DiffAnon: Diffusion-based Prosody Control for Voice Anonymization
For voice anonymization researchers and practitioners, DiffAnon offers the first structured, interpolatable inference-time control over the utility-privacy trade-off, addressing a key limitation of existing methods.
DiffAnon introduces a diffusion-based voice anonymization method that provides explicit, continuous control over prosody preservation at inference time, achieving strong utility with competitive privacy across controllable operating points.

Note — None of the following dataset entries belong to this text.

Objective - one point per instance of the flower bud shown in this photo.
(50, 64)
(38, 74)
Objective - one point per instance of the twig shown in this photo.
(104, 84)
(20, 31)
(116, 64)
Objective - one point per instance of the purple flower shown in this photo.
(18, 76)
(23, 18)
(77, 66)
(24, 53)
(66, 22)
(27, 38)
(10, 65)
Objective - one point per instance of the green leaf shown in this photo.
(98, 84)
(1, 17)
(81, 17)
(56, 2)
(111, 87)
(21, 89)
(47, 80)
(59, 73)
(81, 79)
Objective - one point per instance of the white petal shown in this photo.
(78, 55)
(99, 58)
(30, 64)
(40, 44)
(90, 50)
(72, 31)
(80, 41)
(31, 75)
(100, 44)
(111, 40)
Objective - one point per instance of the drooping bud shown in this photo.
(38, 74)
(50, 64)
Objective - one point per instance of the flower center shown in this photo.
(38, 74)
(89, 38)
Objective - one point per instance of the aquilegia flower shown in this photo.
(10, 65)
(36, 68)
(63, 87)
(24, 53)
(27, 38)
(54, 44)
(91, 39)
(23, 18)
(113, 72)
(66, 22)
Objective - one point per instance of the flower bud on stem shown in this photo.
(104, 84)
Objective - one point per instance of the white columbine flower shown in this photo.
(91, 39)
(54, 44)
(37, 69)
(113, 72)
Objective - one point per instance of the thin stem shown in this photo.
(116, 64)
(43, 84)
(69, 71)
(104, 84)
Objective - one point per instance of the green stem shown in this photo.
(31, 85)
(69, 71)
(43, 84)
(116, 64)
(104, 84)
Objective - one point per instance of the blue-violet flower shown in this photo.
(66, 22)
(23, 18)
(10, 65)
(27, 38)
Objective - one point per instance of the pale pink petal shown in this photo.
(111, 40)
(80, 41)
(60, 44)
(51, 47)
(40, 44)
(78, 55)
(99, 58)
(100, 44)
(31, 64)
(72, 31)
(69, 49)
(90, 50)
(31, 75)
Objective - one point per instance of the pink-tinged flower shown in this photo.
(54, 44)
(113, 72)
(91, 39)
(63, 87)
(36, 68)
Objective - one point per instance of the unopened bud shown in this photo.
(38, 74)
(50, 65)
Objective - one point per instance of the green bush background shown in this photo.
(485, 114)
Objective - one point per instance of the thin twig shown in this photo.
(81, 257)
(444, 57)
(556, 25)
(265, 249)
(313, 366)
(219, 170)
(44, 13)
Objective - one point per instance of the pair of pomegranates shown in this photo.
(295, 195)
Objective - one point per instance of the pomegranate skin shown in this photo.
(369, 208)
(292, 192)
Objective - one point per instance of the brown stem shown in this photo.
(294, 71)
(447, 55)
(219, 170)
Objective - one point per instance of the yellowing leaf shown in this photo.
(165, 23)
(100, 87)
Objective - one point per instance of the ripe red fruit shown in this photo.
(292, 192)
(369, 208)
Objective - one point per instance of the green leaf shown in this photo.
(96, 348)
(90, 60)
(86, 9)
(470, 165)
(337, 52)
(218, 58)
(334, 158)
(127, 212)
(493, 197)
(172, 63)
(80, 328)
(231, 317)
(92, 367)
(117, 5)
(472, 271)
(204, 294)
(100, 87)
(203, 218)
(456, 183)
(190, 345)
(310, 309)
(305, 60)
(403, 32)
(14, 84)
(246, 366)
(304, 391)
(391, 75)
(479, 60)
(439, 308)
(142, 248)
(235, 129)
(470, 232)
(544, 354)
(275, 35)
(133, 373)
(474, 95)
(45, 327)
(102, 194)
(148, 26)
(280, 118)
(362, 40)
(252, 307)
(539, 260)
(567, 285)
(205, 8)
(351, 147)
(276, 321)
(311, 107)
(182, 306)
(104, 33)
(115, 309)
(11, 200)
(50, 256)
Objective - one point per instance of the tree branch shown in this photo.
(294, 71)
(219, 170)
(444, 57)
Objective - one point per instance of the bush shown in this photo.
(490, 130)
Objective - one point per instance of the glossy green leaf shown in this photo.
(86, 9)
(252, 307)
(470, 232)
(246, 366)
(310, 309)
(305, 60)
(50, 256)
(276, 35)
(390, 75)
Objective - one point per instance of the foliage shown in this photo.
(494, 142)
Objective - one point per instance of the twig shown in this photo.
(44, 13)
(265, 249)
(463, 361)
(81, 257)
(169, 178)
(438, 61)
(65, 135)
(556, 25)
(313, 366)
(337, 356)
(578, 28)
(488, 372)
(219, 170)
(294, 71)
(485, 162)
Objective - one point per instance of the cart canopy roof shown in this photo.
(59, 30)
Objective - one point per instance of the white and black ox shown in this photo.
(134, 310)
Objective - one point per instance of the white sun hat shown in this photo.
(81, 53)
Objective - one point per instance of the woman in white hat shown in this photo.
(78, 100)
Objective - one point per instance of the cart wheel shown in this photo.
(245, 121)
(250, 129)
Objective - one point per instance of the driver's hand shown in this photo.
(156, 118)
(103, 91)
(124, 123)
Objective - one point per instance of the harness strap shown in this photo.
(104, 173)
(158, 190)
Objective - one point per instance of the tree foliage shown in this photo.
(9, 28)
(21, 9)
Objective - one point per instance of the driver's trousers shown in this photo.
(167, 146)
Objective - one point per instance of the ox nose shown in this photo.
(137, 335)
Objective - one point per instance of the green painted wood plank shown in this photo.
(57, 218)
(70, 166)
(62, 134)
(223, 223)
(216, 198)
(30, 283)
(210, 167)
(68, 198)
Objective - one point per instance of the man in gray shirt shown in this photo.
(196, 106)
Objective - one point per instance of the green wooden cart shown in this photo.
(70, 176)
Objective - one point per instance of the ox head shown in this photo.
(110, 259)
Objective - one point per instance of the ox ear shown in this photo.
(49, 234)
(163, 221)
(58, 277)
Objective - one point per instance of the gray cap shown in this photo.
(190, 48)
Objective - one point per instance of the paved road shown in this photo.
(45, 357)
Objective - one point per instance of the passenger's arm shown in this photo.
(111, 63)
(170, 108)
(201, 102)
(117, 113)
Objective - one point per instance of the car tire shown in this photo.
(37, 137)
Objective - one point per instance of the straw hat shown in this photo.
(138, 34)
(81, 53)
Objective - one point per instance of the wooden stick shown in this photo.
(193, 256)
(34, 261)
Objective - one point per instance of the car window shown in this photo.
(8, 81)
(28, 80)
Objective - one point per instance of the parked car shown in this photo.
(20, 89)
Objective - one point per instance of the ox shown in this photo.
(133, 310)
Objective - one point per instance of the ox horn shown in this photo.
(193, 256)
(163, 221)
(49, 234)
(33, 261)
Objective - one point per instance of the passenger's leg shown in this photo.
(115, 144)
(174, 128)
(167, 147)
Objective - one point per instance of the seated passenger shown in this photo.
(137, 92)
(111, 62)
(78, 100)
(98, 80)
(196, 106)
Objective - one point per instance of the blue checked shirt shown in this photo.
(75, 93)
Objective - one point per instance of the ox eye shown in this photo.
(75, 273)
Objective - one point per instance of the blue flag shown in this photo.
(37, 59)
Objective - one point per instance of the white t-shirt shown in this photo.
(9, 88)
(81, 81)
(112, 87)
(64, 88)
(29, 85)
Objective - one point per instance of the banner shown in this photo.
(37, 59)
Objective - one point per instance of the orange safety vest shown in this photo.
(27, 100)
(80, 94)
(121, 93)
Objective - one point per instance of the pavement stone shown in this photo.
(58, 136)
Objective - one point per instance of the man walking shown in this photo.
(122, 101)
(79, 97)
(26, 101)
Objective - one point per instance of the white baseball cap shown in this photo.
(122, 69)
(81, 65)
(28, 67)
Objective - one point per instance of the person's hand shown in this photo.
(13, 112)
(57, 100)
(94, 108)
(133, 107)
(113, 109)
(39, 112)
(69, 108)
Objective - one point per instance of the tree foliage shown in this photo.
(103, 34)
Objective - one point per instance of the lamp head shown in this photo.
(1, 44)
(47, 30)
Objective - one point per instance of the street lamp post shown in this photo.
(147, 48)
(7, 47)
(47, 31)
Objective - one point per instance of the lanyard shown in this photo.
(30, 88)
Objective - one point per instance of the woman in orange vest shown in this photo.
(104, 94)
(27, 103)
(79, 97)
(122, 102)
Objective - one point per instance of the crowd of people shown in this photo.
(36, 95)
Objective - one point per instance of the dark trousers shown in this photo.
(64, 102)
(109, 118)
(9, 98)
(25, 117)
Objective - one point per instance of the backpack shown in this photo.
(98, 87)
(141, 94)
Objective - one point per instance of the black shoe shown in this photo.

To preserve or not to preserve prosody is a central question in voice anonymization. Prosody conveys meaning and affect, yet is tightly coupled with speaker identity. Existing methods either discard prosody for privacy or lack a principled mechanism to control the utility-privacy trade-off, operating at fixed design points. We propose DiffAnon, a diffusion-based anonymization method with classifier-free guidance (CFG) that provides explicit, continuous inference-time control over prosody preservation. DiffAnon refines acoustic detail over semantic embeddings of an RVQ codec, enabling smooth interpolation between anonymization strength and prosodic fidelity within a single model. To the best of our knowledge, it is the first voice anonymization framework to provide structured, interpolatable inference-time prosody control. Experiments demonstrate structured trade-off behavior, achieving strong utility while maintaining competitive privacy across controllable operating points.